两人走着,沉默了一会儿,陈玘突然问他,你觉得杀指怎么样?
单明杰讶异地挑了一下眉,觉得“杀指”这个称呼有点太亲昵了,但他不知道发生了什么,也没作声,只想了想,说查了他的资料,网上显示的就是他拿了三大赛的前几名,好像没有特别有名。陈玘嘟嘟囔囔地说,对吧,我也觉得他不太行。

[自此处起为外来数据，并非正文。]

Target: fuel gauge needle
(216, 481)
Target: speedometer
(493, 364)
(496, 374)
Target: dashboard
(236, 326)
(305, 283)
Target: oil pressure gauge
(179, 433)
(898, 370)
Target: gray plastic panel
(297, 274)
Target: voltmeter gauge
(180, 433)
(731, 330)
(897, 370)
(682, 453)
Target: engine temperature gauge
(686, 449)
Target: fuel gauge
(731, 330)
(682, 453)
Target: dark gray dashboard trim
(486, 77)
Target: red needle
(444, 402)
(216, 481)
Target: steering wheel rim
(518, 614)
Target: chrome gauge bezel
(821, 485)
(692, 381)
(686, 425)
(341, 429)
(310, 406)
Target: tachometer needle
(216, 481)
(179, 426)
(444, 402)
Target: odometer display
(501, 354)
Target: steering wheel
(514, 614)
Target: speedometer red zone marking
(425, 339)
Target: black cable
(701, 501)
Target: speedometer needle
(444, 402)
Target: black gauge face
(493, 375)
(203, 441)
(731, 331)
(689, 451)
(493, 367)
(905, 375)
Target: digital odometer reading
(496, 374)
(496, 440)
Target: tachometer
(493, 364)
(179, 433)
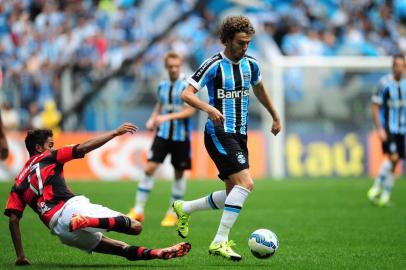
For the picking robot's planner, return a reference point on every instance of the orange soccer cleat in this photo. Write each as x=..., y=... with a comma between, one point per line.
x=178, y=250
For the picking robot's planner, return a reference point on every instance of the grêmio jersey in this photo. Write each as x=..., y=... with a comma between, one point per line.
x=41, y=185
x=169, y=95
x=228, y=84
x=391, y=96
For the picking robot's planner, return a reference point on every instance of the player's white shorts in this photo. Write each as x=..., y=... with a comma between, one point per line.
x=85, y=239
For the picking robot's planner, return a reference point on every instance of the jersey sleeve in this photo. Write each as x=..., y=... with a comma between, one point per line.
x=15, y=205
x=66, y=153
x=204, y=73
x=377, y=95
x=256, y=76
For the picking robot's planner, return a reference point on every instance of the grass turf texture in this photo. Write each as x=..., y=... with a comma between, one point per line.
x=321, y=224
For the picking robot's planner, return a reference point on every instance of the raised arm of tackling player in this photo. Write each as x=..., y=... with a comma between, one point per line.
x=3, y=142
x=186, y=112
x=377, y=121
x=96, y=142
x=189, y=96
x=263, y=97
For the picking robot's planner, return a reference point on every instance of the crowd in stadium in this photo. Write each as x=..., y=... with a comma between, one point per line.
x=39, y=38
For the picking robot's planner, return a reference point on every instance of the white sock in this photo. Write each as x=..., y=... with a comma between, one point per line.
x=144, y=188
x=214, y=200
x=388, y=185
x=384, y=171
x=233, y=205
x=178, y=191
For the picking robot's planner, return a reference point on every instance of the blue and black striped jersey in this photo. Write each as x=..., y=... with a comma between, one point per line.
x=391, y=96
x=228, y=84
x=169, y=95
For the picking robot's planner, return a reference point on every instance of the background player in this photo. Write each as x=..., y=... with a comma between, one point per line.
x=171, y=118
x=389, y=116
x=3, y=140
x=75, y=220
x=228, y=76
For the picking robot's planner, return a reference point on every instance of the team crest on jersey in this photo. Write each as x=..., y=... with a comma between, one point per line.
x=247, y=76
x=43, y=208
x=241, y=158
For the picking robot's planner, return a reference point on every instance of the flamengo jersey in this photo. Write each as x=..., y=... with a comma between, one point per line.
x=228, y=86
x=391, y=96
x=169, y=97
x=41, y=185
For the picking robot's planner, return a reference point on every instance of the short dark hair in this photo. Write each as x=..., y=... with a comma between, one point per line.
x=235, y=24
x=36, y=136
x=400, y=56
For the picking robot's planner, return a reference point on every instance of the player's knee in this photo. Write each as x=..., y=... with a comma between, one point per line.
x=250, y=185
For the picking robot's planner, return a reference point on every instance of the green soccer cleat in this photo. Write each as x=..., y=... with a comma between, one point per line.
x=182, y=223
x=224, y=249
x=373, y=194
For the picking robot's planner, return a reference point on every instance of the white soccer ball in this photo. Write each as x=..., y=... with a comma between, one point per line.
x=263, y=243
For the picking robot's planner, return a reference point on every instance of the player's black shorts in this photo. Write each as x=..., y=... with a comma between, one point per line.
x=228, y=151
x=394, y=144
x=180, y=152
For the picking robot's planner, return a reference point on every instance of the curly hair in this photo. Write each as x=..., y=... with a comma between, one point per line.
x=235, y=24
x=36, y=136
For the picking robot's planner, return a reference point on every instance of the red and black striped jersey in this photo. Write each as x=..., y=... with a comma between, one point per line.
x=41, y=184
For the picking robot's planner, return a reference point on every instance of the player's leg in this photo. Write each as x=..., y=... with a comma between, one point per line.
x=133, y=253
x=215, y=200
x=386, y=167
x=158, y=152
x=144, y=188
x=121, y=223
x=177, y=193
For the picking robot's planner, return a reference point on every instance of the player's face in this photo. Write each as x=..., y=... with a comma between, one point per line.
x=173, y=65
x=398, y=67
x=238, y=46
x=48, y=145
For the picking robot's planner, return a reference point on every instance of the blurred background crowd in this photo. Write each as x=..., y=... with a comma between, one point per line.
x=40, y=40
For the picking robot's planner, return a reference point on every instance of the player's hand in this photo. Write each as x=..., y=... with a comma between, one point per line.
x=276, y=127
x=3, y=149
x=382, y=134
x=160, y=119
x=21, y=261
x=215, y=116
x=150, y=125
x=126, y=127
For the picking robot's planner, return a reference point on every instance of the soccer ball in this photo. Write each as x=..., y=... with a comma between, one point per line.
x=263, y=243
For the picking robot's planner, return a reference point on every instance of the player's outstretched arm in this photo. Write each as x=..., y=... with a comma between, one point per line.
x=3, y=142
x=186, y=112
x=96, y=142
x=189, y=96
x=263, y=97
x=151, y=121
x=375, y=117
x=14, y=225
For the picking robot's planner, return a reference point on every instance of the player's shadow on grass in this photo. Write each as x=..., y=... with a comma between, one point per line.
x=96, y=265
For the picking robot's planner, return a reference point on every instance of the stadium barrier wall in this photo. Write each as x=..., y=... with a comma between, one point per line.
x=124, y=157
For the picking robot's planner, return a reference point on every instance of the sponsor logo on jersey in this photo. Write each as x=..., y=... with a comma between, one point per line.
x=241, y=158
x=221, y=93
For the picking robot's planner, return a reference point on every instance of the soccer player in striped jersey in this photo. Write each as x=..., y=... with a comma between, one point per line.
x=228, y=77
x=389, y=116
x=3, y=140
x=74, y=219
x=172, y=120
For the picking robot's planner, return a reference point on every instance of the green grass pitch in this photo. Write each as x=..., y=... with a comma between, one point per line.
x=321, y=224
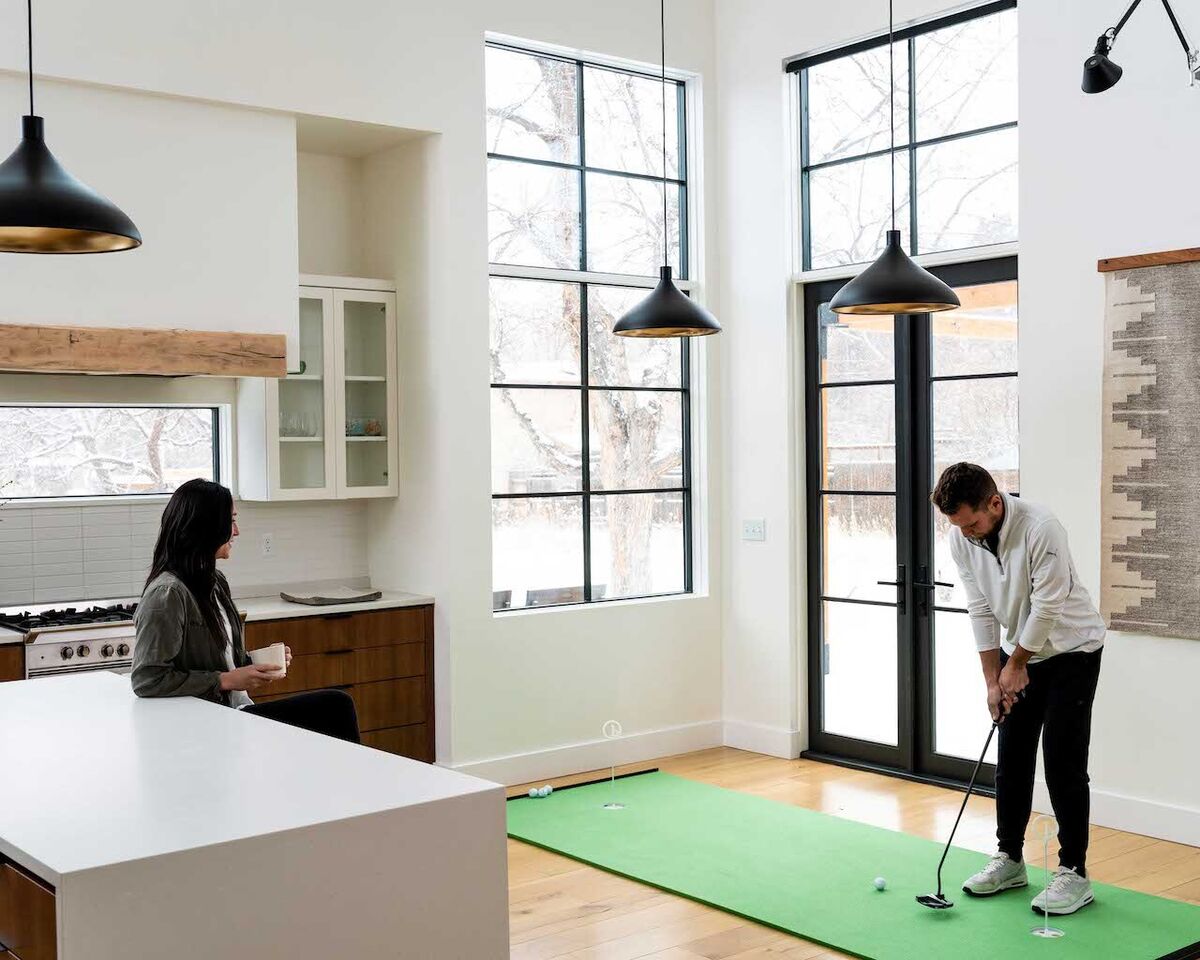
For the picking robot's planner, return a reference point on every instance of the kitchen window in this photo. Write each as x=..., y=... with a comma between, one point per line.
x=592, y=495
x=75, y=451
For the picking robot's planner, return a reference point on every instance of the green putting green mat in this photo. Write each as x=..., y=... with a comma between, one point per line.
x=813, y=875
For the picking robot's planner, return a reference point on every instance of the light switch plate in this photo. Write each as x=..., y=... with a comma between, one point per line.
x=754, y=529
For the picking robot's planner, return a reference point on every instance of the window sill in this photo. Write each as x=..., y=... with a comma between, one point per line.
x=29, y=503
x=599, y=604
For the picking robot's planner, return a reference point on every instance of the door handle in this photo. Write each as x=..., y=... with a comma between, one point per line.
x=901, y=585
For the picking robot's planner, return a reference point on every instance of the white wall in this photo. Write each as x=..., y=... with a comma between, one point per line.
x=1103, y=177
x=211, y=190
x=330, y=215
x=1098, y=177
x=527, y=684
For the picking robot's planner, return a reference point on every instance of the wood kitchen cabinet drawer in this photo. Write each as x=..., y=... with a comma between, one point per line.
x=387, y=703
x=341, y=631
x=304, y=635
x=27, y=916
x=318, y=671
x=12, y=664
x=378, y=628
x=315, y=671
x=412, y=741
x=389, y=663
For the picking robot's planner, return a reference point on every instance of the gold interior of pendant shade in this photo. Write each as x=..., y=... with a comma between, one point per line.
x=671, y=331
x=61, y=240
x=888, y=309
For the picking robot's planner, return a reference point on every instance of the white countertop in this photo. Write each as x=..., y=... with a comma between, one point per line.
x=277, y=609
x=95, y=777
x=273, y=607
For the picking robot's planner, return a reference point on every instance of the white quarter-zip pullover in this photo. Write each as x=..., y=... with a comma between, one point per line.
x=1029, y=586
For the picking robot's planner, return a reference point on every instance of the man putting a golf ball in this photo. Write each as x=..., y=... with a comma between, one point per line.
x=1015, y=568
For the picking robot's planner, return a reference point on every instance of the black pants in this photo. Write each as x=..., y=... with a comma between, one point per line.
x=329, y=712
x=1057, y=706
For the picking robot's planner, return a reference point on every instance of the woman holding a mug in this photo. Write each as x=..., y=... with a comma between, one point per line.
x=189, y=633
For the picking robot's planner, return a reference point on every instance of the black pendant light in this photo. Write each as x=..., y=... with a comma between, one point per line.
x=43, y=209
x=1101, y=73
x=667, y=311
x=893, y=283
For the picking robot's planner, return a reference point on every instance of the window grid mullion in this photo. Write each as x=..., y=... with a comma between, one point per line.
x=685, y=381
x=585, y=399
x=963, y=135
x=912, y=144
x=586, y=459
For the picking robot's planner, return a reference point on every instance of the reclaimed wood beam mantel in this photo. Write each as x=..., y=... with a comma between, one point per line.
x=36, y=348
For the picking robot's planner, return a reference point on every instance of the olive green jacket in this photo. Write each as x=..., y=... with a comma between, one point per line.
x=175, y=654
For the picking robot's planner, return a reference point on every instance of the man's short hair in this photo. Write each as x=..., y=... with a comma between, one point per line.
x=963, y=484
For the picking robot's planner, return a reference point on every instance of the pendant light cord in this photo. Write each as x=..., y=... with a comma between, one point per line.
x=29, y=23
x=663, y=40
x=892, y=109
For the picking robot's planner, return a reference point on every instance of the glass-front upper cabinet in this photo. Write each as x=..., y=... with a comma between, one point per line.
x=328, y=429
x=305, y=405
x=366, y=353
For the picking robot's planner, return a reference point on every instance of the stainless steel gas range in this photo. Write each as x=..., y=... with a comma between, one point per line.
x=73, y=640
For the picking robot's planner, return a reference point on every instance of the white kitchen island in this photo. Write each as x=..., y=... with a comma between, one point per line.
x=179, y=828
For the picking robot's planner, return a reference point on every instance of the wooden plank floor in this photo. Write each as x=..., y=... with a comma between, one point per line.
x=563, y=909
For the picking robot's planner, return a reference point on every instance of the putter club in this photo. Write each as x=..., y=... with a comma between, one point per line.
x=937, y=900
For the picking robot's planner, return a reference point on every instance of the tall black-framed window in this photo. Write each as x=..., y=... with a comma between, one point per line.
x=592, y=489
x=955, y=135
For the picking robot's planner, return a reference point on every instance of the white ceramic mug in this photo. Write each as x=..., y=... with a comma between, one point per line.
x=271, y=655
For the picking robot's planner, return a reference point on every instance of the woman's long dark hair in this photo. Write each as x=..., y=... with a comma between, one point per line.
x=198, y=520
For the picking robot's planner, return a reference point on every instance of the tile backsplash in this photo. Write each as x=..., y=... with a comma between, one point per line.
x=99, y=551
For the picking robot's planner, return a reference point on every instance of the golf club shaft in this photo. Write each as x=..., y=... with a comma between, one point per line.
x=967, y=797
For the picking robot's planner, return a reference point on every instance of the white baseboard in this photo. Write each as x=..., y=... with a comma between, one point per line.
x=594, y=755
x=774, y=742
x=1181, y=825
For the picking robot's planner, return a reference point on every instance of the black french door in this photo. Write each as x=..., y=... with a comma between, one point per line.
x=894, y=678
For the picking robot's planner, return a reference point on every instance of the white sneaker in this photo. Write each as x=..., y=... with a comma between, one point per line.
x=1002, y=873
x=1066, y=893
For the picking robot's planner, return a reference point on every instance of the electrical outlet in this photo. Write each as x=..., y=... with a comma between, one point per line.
x=754, y=529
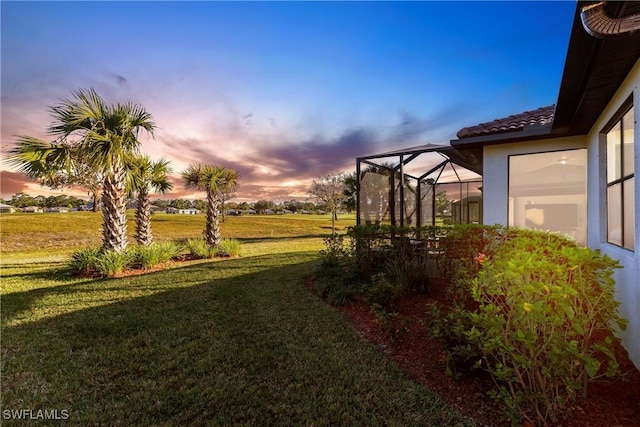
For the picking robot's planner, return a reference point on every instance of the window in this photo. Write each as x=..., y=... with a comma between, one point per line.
x=620, y=181
x=548, y=191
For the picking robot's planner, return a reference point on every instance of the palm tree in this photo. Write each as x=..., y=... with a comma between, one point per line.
x=215, y=181
x=104, y=135
x=146, y=175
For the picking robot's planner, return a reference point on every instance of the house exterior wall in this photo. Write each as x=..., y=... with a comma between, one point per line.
x=496, y=200
x=627, y=278
x=495, y=175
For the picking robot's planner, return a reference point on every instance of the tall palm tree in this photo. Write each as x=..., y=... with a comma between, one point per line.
x=215, y=181
x=146, y=175
x=104, y=135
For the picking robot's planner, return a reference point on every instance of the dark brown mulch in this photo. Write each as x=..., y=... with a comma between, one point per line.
x=611, y=402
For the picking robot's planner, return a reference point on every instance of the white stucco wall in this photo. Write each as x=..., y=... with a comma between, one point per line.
x=495, y=172
x=627, y=278
x=495, y=200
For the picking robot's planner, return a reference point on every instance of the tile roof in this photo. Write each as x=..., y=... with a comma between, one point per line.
x=517, y=122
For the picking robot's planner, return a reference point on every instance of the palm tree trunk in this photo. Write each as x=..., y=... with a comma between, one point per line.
x=212, y=230
x=114, y=211
x=96, y=202
x=143, y=219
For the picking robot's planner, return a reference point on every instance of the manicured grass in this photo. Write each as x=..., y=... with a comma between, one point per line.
x=224, y=342
x=65, y=233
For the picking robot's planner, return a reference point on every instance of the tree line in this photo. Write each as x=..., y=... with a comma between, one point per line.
x=96, y=145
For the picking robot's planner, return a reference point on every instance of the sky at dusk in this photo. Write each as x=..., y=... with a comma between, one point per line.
x=283, y=92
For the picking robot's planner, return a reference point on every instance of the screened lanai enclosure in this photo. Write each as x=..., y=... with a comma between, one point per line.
x=420, y=186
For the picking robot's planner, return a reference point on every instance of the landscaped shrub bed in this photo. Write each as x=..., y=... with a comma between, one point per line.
x=96, y=262
x=532, y=309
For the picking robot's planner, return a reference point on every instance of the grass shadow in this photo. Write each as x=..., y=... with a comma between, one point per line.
x=234, y=342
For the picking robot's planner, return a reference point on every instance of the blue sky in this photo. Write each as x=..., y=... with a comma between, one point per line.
x=284, y=92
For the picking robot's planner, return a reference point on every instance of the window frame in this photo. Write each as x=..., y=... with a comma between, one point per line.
x=617, y=120
x=550, y=151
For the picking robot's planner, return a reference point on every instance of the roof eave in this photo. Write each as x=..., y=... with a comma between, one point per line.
x=528, y=133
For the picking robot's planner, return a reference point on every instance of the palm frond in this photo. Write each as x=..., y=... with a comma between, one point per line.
x=39, y=159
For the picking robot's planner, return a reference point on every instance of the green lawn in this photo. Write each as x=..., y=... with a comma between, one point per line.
x=231, y=342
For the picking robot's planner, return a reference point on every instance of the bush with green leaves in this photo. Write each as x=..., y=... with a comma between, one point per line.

不知是不是昨夜落了雪,地上地淤泥化了揉在水里,脚下深一脚浅一脚的不自在。晚上比白天更冷了,吐出来的热气没到嘴边就化了水,口腔里一股冷空气特有的气味。今晚没有晚训,球馆依然灯火通明,外面路过的人跟他俩打了招呼,陈玘一反常态地闷着头。两人走了一段,单明杰感觉那人拉住了他的手臂,他被迫停了脚步,一转头看,月光下天不怕地不怕的小豹子眼睛里似乎有点泪光。他心里一惊,听男孩儿语气里有点微妙的颤抖。
杰哥,杰哥,你说,他们是不是想放弃我啊?
不是的。他还没来的思考,话脱口而出。
陈玘摇摇头,松开他,依然闷闷地自言自语。我得打出来给他看,给所有人,放弃过我的所有人看。放弃我是错误的。
两人到了宿舍门前,冬日的严寒裹挟的人心头寒冷,如坠冰窟。单明杰有点悲哀地想,陈玘总是这样,看不太清楚具体情况。从五小虎到六小龙,沦为陪练的人数不胜数。乒乓球队的辉煌踩在无数天才的脊梁骨之上,用的时候敲骨吸髓,不用的时候弃如敝履,真正被放弃的哪里是他,真正被放弃的,是自己。
但单明杰还是伸出手去拥抱了他。陈玘的脊背很瘦削,摸着硌手但是很暖热。
没事的,他听见自己说。你肯定打得出来。